Tariffs have driven some retailers to cut their guidance for the current fiscal year, but Ulta Beauty has raised its guidance slightly after posting higher-than-expected comparable sales and income for the first quarter.
Ulta now expects net sales in the $11.5 billion to $11.7 billion range as opposed to the earlier reading of $11.5 billion to $11.6 billion, with diluted earnings per share of $22.65 to $23.20 versus the previously stated $22.50 to $22.90, the company noted.
Net income in the quarter was $305.1 million, or $6.70 per diluted share, versus $313.1 million, or $6.47 per diluted share, in the year-prior quarter.
Analysts polled by Yahoo Finance on average expected earnings per diluted share of $5.80 and revenues of $2.79 billion.
Net sales were $2.85 billion versus $2.73 billion in the year-before quarter with comparable sales up 2.9%, Ulta stated. Operating income was $401.8 million versus $400.9 million in the year-earlier period.
Kecia Steelman, Ulta president and CEO, said that the company has a tariff mitigation plan in place, noting its exposure to duties as they have been introduced is very limited.

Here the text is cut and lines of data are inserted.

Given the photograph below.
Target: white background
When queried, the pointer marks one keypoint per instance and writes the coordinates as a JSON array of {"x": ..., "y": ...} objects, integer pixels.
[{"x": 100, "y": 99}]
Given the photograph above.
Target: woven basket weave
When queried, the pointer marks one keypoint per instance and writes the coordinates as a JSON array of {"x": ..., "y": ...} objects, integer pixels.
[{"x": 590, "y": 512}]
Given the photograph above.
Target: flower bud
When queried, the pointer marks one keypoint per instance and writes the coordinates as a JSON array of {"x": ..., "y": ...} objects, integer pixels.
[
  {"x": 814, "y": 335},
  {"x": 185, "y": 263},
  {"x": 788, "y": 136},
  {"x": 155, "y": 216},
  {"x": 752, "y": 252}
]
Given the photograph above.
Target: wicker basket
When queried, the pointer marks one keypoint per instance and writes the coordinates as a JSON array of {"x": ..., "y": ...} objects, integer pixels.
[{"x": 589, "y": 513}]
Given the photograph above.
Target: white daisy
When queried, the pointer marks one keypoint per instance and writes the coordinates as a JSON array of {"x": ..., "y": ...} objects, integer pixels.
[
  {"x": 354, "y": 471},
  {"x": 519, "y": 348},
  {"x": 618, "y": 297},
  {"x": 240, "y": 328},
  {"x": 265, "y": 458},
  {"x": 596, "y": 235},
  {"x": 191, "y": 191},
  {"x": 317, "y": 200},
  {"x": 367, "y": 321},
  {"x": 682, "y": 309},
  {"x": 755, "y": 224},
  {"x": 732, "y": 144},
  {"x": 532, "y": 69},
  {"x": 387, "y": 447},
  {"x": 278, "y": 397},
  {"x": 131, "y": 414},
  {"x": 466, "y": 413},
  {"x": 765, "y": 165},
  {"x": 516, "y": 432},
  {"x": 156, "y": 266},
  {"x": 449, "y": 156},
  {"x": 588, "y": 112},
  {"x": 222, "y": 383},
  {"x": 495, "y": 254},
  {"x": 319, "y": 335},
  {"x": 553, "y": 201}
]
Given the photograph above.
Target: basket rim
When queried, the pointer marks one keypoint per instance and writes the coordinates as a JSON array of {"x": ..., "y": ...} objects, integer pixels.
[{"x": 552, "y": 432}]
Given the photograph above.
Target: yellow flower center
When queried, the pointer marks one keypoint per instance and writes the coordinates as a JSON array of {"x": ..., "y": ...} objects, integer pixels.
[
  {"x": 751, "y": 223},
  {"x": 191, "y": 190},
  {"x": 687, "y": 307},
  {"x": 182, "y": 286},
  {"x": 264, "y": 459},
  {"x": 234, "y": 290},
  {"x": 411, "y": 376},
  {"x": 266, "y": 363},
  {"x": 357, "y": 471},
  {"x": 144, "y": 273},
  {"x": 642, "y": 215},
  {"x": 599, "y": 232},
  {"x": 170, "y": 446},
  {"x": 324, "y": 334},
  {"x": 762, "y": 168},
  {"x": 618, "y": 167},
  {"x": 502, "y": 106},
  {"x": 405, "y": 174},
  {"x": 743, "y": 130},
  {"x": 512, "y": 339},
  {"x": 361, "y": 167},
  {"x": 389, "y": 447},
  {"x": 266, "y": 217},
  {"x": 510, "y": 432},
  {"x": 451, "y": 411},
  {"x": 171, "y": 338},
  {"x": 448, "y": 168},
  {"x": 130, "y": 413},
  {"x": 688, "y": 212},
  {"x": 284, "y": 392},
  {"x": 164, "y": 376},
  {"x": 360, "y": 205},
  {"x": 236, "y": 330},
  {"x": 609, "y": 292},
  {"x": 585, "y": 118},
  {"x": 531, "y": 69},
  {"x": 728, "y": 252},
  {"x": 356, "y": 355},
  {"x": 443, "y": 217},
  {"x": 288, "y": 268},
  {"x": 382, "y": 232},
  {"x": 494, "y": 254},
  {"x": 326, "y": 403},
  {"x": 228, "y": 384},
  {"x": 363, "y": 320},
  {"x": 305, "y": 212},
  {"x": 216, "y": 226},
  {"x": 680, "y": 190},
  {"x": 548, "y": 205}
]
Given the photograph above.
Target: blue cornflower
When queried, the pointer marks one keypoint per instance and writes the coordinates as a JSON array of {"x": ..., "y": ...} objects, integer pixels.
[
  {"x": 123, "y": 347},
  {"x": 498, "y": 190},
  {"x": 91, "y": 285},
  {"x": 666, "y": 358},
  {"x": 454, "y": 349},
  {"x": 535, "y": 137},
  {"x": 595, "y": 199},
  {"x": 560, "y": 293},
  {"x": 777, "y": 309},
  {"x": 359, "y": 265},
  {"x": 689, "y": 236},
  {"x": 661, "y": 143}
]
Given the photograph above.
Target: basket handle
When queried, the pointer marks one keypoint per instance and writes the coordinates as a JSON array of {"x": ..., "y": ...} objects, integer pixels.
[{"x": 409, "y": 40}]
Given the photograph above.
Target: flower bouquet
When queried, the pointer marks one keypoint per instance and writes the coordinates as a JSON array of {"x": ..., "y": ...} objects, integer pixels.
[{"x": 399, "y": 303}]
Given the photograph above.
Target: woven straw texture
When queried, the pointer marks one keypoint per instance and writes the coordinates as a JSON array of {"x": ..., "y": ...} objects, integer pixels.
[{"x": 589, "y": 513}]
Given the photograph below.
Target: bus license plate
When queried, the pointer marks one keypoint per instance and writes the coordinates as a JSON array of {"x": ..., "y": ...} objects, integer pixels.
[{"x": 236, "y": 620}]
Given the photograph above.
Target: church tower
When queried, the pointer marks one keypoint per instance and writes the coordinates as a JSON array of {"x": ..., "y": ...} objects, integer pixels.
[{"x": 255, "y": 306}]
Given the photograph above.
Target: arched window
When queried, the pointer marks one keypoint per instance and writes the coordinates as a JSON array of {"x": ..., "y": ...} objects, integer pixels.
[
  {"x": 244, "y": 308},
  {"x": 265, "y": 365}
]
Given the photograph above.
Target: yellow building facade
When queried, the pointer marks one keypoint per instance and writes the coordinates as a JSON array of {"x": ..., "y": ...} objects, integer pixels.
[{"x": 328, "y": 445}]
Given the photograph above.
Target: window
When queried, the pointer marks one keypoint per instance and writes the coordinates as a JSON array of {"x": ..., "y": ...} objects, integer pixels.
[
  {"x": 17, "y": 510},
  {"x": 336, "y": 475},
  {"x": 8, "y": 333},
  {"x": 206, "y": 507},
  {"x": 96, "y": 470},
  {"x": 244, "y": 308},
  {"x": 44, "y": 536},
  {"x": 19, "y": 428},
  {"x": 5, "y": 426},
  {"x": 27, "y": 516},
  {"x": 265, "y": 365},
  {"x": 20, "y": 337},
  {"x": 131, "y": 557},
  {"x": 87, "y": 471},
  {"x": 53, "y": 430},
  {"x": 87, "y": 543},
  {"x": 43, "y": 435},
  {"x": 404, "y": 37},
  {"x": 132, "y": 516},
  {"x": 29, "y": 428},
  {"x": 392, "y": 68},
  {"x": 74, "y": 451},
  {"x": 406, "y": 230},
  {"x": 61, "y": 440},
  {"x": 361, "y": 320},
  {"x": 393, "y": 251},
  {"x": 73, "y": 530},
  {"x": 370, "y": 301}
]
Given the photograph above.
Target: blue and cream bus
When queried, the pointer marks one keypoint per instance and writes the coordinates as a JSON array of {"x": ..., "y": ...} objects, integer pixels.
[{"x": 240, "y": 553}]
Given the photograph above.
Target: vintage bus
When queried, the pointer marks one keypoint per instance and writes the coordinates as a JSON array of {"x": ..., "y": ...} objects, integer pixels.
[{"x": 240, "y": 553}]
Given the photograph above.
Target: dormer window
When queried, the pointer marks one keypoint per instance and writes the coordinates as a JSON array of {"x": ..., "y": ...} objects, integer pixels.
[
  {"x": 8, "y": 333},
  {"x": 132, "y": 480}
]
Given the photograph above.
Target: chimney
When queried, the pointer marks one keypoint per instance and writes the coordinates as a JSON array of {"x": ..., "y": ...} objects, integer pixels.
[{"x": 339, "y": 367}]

“Fiscal 2025 is off to an encouraging start with stronger-than-expected performance,” Steelman said. “Our Ulta Beauty Unleashed plan is resonating with guests, energizing our team, and fueling growth. The operating environment is fluid, and our outlook reflects uncertainty around how consumer demand could evolve. We believe our model uniquely positions us to win, and we will continue to focus on serving our guests while staying agile as we move through the year.”